There are probably fancier tools and techniques, but this is one dad’s view about how to fill your  pasture or yard with winter fun. Our rink is circular, built around the fire pit like a donut, so you can skate with a bonfire. It’s also next to the guy shed which is equipped with outdoor speakers so you can skate to James Taylor’s Christmas tunes, or the entire Jimmy Buffet collection. We don’t have a Zamboni, because on this project, Dad is all the Zambalogni my little princess needs.


Lee Schoenbeck grew up in Webster, practices law in Watertown, and is a freelance writer for the 
South Dakota Magazine website.

Comments

04:15 pm - Tue, January 24 2012
I don't have a zanbalogni either so you can"t borrow mine but i do hsve a water hose with a nozzle that dispenses fine water.
09:01 pm - Tue, January 24 2012
Bernie Hunhoff said:
Thanks for the tips Lee, I've got grandkids about ready to skate. We just used frozen creeks in the "old days."

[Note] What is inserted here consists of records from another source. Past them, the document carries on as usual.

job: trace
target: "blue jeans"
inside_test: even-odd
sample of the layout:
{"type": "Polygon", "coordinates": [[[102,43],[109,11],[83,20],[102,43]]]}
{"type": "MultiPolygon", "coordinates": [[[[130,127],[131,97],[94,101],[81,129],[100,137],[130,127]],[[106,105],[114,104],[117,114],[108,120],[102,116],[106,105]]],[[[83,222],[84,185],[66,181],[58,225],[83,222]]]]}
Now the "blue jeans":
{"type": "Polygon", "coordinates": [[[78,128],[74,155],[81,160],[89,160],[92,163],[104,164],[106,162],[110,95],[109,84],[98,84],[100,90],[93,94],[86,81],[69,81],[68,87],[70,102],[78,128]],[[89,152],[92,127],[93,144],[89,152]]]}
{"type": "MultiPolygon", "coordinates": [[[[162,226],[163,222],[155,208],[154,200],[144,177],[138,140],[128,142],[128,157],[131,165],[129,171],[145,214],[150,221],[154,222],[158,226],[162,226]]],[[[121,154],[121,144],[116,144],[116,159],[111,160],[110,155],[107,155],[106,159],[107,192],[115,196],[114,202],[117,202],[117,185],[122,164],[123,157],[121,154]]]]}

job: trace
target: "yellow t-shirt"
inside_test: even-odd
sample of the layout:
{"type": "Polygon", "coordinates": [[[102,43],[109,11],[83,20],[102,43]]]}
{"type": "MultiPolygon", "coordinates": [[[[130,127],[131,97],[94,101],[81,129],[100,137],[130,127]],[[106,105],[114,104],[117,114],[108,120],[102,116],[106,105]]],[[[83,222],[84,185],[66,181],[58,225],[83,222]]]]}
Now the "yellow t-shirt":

Sorry I missed you yesterday in Pierre. Saw you in the gallery watching the monkeys in the cage.
08:55 am - Wed, January 25 2012
Jana said:
Thank you for the laughs this morning when I read this. I always enjoy your postings.
07:57 am - Thu, January 26 2012
Laura said:
That is one lucky daughter you've got, Lee. We considered ourselves pretty lucky the year we were allowed to slide around on the frozen-over hog yard.
09:53 am - Tue, November 20 2012
Buck Owens said:
Thanks for the article. I love skating, but will add this to my list of things not to do.
06:12 pm - Sun, December 28 2014
Brian said:
For years back in the 80's my neighbor and I as a teen would use your standard 12" wave sprinkler and it's always done a good job producing a solid base. After many years not making ice I decided a go at it again for my step kids and rather than use the snow base I simply snow blew a large area banking the edges thick in snow and pulling out old reliable and after a mere couple hours have a solid 1/2" base of ice. Sure the inevitable grass blades pop through though when all is done I expect the same results as I had been succumb to as a teenager. So far everything is working fine and only the expense of water and the occasional few minutes of moving the sprinkler around. By morning I expect a 1 1/2" base and the mounds of snow surrounding will be solid Ice and will be ready to be flooded over the top with warm water. We have an on demand water heater so it will be done again with the sprinkler and then final fill direct with hose. It's just as I remembered and I expect decent Ice for the next three months. Everyone has their way of doing this and mine is with the least amount of effort involved in achieving a decent backyard rink the kiddos can enjoy. Here in Minnesota it's cold enough to start with hate ground. I can't say that for others though were happy to say we are headed the right direction.